We’d like to thank everyone who had a hand in making this year’s Oregon AT Summit a success, including our partners in planning the event, all the presenters, our Summit sponsors, and everyone who came out on Monday and Tuesday this week to join in the conversation.

Comment

Comments (3)

  1. Troy Clear Permalink  | May 09, 2014 08:33am

    To assist the reader of an article it is common practice in journalism to define acronymns the first time they are used in an article. Where is “AT” defined? As a new reader to this topic the meaning of “AT” is not obvious. Readers can guess or infer but it better to state it clearly.

    • Will Vanlue Permalink  | May 15, 2014 09:27am

      Thank you Troy! That’s a good point, and I just added the full name of the Oregon Active Transportation (AT) Summit at the start.

  2. jpwilcox Permalink  | May 26, 2014 08:39am

    Transportation equity is a nice way of responding to the transportation discrimination currently practiced in the U.S. Transportation discrimination takes the form of prioritizing billions of dollars to support single occupancy vehicles while neglecting equal funding for public transportation, walking and cycling.
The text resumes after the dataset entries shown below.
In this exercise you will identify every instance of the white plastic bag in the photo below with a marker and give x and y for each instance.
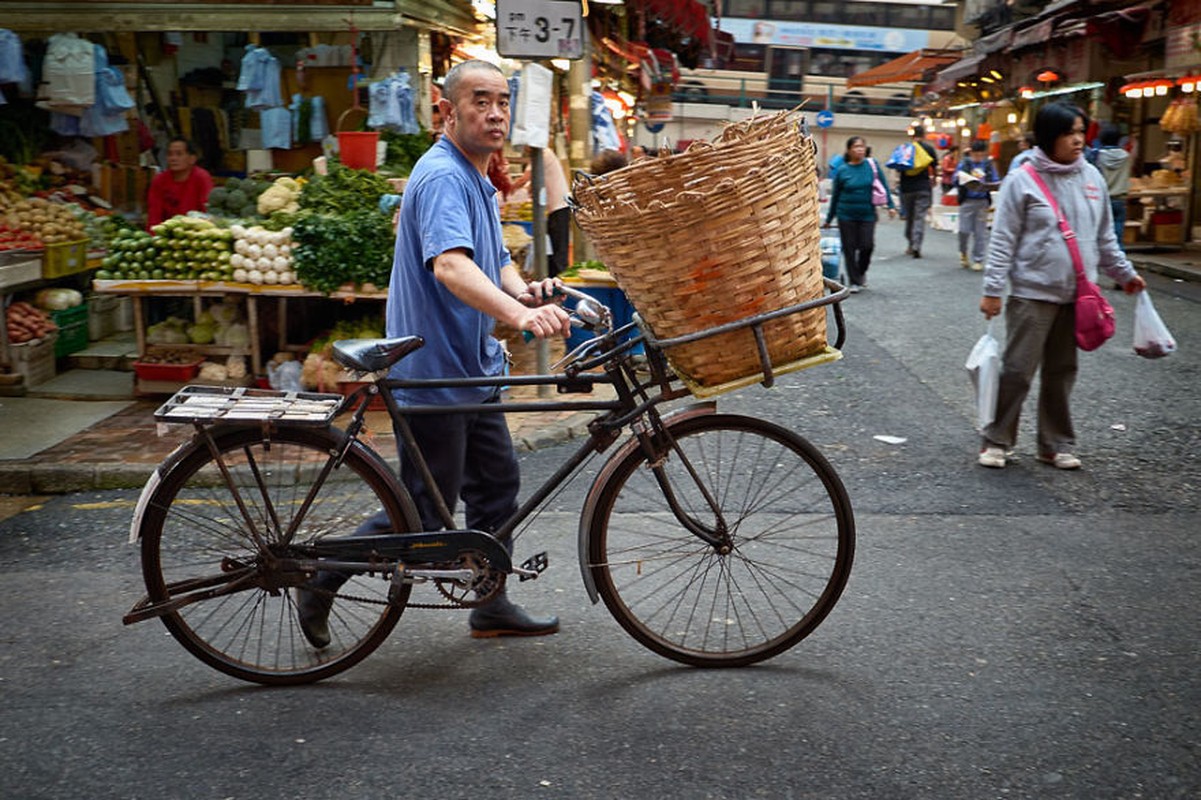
(1151, 335)
(984, 369)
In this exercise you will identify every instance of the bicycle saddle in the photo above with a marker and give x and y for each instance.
(374, 354)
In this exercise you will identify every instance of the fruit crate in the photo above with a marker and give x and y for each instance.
(171, 372)
(72, 326)
(65, 258)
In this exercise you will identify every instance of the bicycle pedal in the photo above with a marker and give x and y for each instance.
(532, 566)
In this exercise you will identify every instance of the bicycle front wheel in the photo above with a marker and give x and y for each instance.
(227, 530)
(728, 548)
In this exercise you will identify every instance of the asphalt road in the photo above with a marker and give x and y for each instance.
(1017, 633)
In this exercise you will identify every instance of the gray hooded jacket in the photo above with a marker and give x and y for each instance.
(1027, 250)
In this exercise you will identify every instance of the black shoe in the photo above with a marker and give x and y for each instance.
(502, 618)
(312, 613)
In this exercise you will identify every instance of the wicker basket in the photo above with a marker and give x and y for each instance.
(722, 232)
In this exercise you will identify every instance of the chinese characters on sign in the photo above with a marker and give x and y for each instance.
(539, 29)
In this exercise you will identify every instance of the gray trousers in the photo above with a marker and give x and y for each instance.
(1040, 336)
(974, 222)
(915, 206)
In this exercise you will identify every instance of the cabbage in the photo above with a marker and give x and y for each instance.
(58, 299)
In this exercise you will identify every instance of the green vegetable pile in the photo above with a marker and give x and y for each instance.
(340, 236)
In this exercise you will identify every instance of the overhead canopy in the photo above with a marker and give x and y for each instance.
(919, 65)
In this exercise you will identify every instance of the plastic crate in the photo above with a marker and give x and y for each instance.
(34, 359)
(65, 258)
(72, 329)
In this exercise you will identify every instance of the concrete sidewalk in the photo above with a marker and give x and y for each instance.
(114, 443)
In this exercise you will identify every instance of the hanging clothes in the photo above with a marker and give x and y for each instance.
(276, 124)
(69, 73)
(390, 105)
(260, 78)
(12, 59)
(107, 115)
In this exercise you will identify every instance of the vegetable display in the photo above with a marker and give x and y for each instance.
(262, 256)
(51, 222)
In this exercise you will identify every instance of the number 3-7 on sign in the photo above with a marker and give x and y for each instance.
(539, 29)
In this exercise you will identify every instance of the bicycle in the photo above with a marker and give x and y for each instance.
(713, 539)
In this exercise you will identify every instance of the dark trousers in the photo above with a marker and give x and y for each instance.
(559, 228)
(915, 206)
(858, 242)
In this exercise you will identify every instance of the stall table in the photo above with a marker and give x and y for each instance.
(143, 291)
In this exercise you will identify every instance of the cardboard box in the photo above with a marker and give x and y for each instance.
(34, 360)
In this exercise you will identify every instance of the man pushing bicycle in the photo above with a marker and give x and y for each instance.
(452, 280)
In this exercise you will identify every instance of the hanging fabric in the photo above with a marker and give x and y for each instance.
(12, 60)
(260, 78)
(69, 73)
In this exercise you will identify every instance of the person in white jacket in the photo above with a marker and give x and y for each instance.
(1028, 252)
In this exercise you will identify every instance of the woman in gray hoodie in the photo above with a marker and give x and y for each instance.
(1028, 252)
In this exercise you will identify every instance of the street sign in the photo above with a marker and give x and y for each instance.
(539, 29)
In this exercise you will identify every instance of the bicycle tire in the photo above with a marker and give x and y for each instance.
(193, 529)
(790, 550)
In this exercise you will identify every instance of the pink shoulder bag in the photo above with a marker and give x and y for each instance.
(1094, 315)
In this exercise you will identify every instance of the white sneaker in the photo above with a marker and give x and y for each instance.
(1061, 460)
(992, 457)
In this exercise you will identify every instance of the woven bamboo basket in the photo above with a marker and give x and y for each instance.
(722, 232)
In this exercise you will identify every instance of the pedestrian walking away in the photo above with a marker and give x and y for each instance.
(856, 191)
(1113, 163)
(1029, 254)
(916, 190)
(977, 178)
(450, 280)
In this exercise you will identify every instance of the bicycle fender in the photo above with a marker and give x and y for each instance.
(149, 489)
(605, 473)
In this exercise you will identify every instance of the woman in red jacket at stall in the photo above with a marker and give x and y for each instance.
(183, 187)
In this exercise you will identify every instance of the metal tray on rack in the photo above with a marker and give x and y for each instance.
(193, 404)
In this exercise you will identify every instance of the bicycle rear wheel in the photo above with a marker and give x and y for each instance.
(193, 531)
(782, 541)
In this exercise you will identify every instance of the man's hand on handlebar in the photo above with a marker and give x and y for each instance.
(542, 292)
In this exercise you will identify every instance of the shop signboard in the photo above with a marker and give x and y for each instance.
(539, 29)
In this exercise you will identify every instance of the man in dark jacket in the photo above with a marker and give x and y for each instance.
(916, 192)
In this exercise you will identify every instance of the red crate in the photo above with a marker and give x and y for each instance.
(177, 372)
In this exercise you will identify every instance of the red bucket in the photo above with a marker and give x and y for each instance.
(358, 149)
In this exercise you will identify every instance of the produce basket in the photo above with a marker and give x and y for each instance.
(722, 232)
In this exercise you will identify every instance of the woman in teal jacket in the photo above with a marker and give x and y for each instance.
(853, 204)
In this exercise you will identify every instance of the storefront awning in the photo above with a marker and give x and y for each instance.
(919, 65)
(962, 69)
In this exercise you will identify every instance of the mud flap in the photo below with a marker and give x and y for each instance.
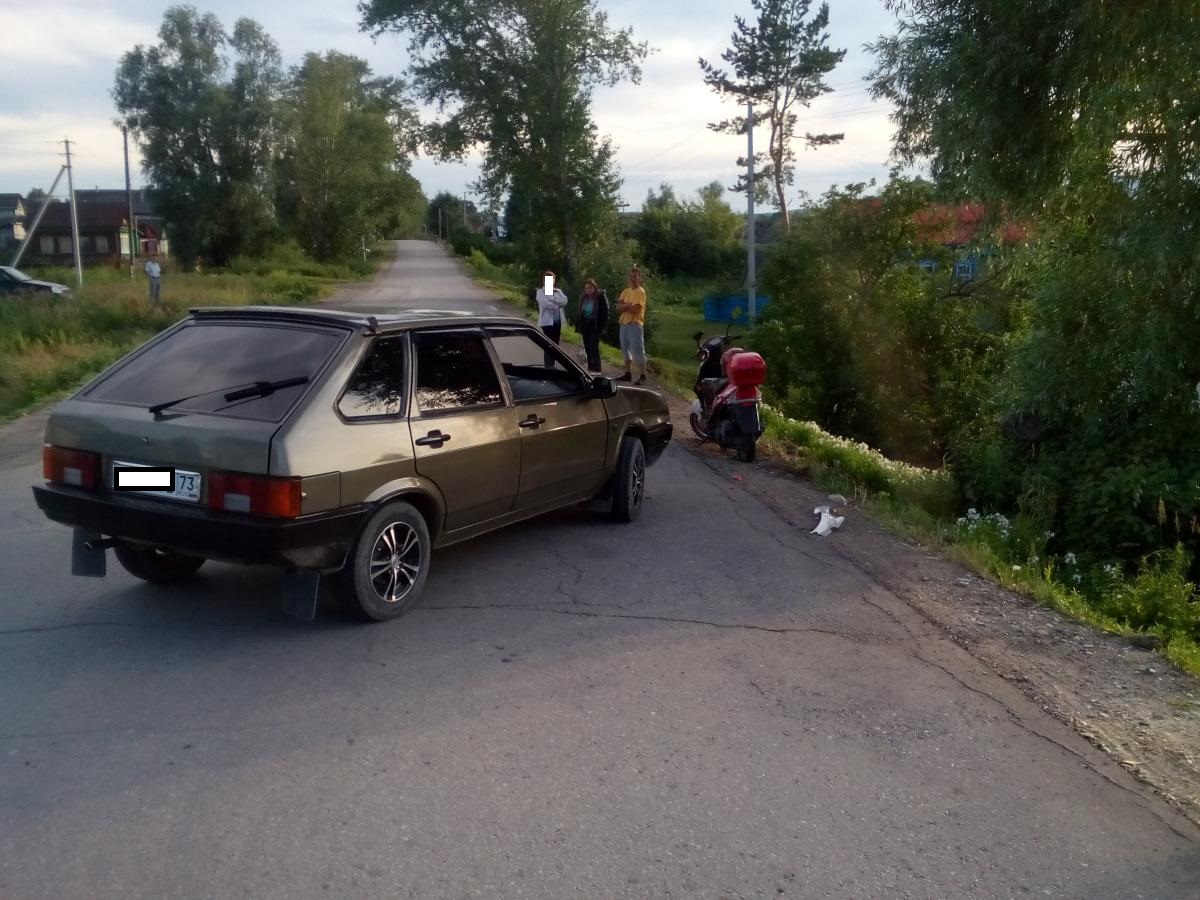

The Highway Trust Fund is broke, but will likely be supported by more infusions of taxpayer funds (without raising the national gas tax)under the auspices that the money is for safety and commerce. Efforts to counter this sea of discrimination may be better served by calling it that – discrimination – instead of using the soft term: “equity”.

    Public roads are public spaces. We define the most wise use of such roads by how best they can serve the automobile, using that metric to judge all other options. In our own city of Eugene, we are engaged in a nearly two year debate over a .6 mile section of Willamette street that has become politicized by calling those who want equal access the “bike lobby”. The label has led some to suppress their connection to cycling while amplifying their connection to pedestrians and public transit. Where are the state and national organizations when these local issues are fought?

    A common theme of educational efforts is the need to educate transportation planners about active transportation. I would guess that a transportation planner costs more than $100,000 a year in taxpayer dollars. We should expect them to educate themselves, attending such meetings like this one. Do we have to wait another 20 years for the newer and younger planners coming out of college to achieve the designs now being proposed in progressive educational settings?

    I support the efforts of those at the Active Transportation Summit. I used to attend them even before they broadened their population of interest to all forms of active transportation. I always came away energized and happy to make connections with the same 200 people each year. But not to worry, that positive feeling soon wore off as I moved about our built environment and realized just how daunting the problem is.

    Until we make those who drive cars (including me) pay the real cost of ownership and use those funds to practice affirmative action for walking, biking and transit, little will change. As it is now, we’re subsidizing transportation discrimination and it is costing all of us in more ways than misspent tax dollars.